DoD is going to stay with a melange of commercial solutions that have been cobbled together and are not going to embrace VistA. BUT, with iEHR and its roadmap what I'm seeing is some very real projects/steps that need to be taken, like the consolidation of data centers over time, where feasible, to save money and show Congress the agencies are collaborating. I see continued efforts at standardization of data elements and terminology. I see a new front end that allows VA and DoD have a better consolidated display of data from both AHLTA and VistA when needed, especially at joint sites. I see further fleshing out the FHIE/BHIE network; I see the acquisition of some tools and apps that neither have that it makes sense to jointly acquire. Just doing these few major steps will take 1-2 decades.

Do I see the unplugging of major modules and the dismantling of VistA and AHLTA to build a totally new single system - No. I honestly do not see that EVER happening. So, where do you put your resources and effort. Doing the agreed upon steps described above will take at least 10 years. So OSEHRA should focus on a set of high priority items like selection of some new, key tools/technology for the plumbing; building the genomic information systems needed to support predictive/preventive/regenerative health; move the kludgy My HealtheVet to an open source PHR platform; come up with a list of other key modules that are needed, e.g. Environmental Health, Complementary & Alternative Medicine (CAM), etc. Create a list, prioritize it, and see who in the community wants to take the lead.
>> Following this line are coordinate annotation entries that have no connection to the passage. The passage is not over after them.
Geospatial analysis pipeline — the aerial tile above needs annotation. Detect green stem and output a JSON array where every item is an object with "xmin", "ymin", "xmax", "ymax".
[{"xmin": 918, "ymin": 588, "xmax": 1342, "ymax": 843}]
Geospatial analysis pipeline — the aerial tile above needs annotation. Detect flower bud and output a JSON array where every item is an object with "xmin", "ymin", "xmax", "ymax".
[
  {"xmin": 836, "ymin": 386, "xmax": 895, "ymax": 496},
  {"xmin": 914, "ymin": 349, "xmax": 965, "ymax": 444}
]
I come from an operations background and the discussions and output of IT architects have always been suspect to us in the field. They spend a lot of time think great thoughts, producing wordy tomes, and exisiting in a world far from reality. I suggest adhering to the KISS principle.
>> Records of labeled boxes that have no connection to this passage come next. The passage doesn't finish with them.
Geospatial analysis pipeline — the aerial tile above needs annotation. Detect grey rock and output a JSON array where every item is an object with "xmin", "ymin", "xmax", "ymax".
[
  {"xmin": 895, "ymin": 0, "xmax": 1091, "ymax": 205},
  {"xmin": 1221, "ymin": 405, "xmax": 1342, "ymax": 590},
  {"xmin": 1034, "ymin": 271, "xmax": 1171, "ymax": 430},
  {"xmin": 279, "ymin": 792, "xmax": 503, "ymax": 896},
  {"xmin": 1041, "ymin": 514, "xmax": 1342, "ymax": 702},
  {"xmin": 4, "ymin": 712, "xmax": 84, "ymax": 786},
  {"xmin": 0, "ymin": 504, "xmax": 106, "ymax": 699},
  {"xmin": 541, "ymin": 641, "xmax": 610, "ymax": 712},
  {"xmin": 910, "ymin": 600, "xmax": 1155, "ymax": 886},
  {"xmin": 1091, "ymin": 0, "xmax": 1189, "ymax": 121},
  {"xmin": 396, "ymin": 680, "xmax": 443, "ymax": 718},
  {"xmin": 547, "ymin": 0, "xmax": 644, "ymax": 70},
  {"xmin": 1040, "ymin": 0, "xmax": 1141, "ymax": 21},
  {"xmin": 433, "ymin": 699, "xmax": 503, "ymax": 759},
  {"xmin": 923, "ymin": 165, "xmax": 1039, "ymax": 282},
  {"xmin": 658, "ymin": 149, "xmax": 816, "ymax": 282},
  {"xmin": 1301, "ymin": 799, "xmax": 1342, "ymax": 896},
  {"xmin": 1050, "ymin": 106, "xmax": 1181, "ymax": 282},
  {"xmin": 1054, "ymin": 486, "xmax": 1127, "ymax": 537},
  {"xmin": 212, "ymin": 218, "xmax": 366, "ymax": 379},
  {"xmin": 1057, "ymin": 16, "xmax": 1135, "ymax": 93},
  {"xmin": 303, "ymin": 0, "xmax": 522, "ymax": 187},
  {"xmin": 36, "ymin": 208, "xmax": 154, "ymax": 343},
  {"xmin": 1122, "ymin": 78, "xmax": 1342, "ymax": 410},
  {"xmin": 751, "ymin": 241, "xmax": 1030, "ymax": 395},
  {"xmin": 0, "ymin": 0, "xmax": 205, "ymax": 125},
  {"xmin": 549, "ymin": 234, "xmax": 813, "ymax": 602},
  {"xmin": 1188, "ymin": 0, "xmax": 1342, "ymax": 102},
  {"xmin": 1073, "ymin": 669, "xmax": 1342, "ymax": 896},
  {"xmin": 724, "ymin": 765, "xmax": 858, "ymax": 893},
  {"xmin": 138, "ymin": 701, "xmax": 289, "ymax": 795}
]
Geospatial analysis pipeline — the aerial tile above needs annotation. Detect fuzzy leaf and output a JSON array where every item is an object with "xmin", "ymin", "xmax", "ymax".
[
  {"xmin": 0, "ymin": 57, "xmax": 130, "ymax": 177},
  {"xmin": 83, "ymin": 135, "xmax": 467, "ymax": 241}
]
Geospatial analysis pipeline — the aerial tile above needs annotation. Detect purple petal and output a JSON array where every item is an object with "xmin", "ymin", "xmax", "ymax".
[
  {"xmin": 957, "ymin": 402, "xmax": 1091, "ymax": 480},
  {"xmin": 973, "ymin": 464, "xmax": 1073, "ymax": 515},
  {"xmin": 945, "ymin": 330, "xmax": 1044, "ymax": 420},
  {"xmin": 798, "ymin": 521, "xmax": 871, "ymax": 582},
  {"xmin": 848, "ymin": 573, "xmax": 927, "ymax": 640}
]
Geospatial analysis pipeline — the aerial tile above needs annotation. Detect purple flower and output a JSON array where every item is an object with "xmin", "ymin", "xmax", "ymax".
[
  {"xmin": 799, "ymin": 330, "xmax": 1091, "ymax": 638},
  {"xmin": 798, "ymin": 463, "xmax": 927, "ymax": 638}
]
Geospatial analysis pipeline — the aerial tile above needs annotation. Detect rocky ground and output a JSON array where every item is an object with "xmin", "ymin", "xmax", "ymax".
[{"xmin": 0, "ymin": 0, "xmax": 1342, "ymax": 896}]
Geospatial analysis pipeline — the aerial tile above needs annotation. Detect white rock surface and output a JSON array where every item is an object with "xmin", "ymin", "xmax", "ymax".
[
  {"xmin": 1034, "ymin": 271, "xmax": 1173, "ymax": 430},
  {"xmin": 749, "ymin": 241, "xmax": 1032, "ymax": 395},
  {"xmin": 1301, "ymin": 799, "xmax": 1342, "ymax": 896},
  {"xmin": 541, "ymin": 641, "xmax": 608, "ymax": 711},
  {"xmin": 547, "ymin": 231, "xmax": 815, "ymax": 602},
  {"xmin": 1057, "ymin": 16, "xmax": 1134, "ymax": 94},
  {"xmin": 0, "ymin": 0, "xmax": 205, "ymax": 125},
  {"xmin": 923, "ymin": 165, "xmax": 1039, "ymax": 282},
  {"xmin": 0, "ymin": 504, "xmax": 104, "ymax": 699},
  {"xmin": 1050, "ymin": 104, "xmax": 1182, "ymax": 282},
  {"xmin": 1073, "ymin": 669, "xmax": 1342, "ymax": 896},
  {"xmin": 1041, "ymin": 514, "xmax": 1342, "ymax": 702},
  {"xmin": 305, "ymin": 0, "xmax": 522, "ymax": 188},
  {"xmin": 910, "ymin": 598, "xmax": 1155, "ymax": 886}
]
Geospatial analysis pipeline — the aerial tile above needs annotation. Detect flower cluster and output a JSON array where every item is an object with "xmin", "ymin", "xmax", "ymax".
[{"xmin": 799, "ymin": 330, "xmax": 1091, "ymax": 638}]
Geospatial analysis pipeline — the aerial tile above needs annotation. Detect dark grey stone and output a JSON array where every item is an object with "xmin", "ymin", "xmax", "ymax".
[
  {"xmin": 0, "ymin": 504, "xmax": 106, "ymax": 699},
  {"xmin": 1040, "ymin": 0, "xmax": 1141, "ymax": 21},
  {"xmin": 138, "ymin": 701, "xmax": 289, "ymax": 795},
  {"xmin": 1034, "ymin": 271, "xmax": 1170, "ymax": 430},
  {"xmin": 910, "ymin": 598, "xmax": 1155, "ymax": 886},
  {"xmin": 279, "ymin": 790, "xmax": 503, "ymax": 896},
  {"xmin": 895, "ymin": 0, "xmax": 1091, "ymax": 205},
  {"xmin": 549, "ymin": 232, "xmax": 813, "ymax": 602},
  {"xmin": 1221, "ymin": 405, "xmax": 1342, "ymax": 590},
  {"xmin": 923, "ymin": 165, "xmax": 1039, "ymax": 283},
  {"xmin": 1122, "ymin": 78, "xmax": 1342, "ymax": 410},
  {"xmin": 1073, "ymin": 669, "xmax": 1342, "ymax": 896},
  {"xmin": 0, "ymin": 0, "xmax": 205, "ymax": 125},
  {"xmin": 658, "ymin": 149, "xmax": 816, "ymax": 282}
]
-----Original Message-----
From: Tom Munnecke <munnecke@gmail.com>
To: Architecture <architecture@groups.osehra.org>
Sent: Tue, Jul 10, 2012 2:41 pm
Subject: Re: [architecture] RFI for Clinical Decision Support Specifiication via OMG

I think that what Conor and I are orbiting around is the notion that there is alternative way to look at this that is more simpler, less expensive, and lower risk than what seems to be coming out of IEHR.
The PCAST report alluded to this, in its call for extended use of metadata - exactly the approach already deployed within both VistA and CHCS. PCAST also called for a "Universal health exchange language" - a linguistic approach to the health IT problem in contrast to the "bucket of APIs" model of functionally specific interfaces.
Couple this with the exploding rate of growth in life science data - genomics in particular - and we find a hugely complex, constantly evolving space of information.
I don't think that it's workable to define a single "one correct way" to build a single, integrated system in advance. IEHR is moving to an unprecedented level of megacentralization, chillingly like the NHS $17 billion NHS fiasco.
It seems to me that a friendly competition between these two approaches would be a good thing.